The latter method is fraught with potential for aberrations, with the results dependent on methodology and other factors, as the figures presented earlier illustrate very clearly.

Sydney house prices are not growing at an annual rate of 4 percent, as Domain would have us believe. Some suburbs are growing more than that, others are at the point in the cycle where they’re not growing at all and some have values going a little backwards. A few areas, particularly those close to over-supplied apartment precincts, will have larger declines in values.

But none of that will be conveyed to real estate consumers – they’ll be given a single misleading figure encapsulating the whole city, only to be contradicted a few days later by a different number from another source.

But the sales activity figures (which we examine every quarter for The Price Predictor Index) seldom lie.

They’re revealing in all sorts of ways. For example, how about this question: when did the Melbourne market peak?

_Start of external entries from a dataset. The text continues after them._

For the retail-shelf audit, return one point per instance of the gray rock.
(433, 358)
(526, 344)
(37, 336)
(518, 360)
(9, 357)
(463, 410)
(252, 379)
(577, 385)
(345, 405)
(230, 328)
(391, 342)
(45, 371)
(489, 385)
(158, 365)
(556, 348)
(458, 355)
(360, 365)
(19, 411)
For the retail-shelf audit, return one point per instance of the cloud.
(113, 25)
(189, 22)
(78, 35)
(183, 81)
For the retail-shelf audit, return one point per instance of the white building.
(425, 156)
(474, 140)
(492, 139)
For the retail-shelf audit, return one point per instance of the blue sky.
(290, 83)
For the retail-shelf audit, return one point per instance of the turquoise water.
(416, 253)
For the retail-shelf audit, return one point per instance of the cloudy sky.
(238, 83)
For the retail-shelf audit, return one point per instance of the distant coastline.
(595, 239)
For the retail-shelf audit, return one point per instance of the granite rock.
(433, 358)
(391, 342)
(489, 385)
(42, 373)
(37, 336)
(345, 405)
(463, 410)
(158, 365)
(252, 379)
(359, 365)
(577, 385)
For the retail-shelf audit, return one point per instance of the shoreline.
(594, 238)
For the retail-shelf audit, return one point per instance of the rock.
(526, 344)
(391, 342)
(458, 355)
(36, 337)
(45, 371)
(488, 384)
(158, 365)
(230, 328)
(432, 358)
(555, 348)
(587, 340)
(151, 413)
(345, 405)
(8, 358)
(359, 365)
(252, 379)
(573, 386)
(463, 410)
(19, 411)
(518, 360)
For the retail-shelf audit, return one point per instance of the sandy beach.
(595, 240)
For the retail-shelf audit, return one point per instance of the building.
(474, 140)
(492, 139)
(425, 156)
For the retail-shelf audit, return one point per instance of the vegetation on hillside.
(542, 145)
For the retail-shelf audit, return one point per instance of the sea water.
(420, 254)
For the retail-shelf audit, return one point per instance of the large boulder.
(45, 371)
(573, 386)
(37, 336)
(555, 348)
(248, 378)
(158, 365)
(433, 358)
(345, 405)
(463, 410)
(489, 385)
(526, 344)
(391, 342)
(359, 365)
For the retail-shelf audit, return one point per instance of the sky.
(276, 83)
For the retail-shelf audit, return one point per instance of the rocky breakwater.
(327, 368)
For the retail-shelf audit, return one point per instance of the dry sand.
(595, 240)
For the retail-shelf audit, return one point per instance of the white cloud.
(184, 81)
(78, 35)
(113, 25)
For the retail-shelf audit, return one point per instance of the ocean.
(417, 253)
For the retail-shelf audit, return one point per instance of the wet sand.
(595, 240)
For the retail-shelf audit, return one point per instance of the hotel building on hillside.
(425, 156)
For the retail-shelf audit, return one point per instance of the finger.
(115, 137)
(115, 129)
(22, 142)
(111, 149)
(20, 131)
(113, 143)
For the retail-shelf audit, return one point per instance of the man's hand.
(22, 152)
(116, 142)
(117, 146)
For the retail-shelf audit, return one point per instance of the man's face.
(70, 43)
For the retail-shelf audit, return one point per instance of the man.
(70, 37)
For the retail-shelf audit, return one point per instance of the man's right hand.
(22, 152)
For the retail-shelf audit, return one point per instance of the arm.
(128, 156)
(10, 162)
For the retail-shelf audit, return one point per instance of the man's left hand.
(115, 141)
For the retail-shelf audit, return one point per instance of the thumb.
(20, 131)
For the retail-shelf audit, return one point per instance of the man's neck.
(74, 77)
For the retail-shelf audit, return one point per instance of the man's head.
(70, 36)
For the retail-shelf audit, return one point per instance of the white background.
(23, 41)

For in the swanky inner south-eastern suburbs such as Hawthorn (median price $2.1 million) and Canterbury ($2.9 million), it was early in 2014.

For middle market areas like Blackburn ($1.3 million) and Oakleigh ($1.2 million) it was the early part of 2015. And outer-ring precincts like Cranbourne ($480,000) and Carrum Downs ($500,000) hit their high points late in 2016 or early in 2017. Other outlying areas arrived at that point towards the end of last year.

It shows the many different market scenarios in play across the nation – and the degree to which economists and other commentators misinform consumers with their one-size-fits-all approach to real estate analysis.

Terry Ryder

Terry Ryder is the founder of hotspotting.com.au.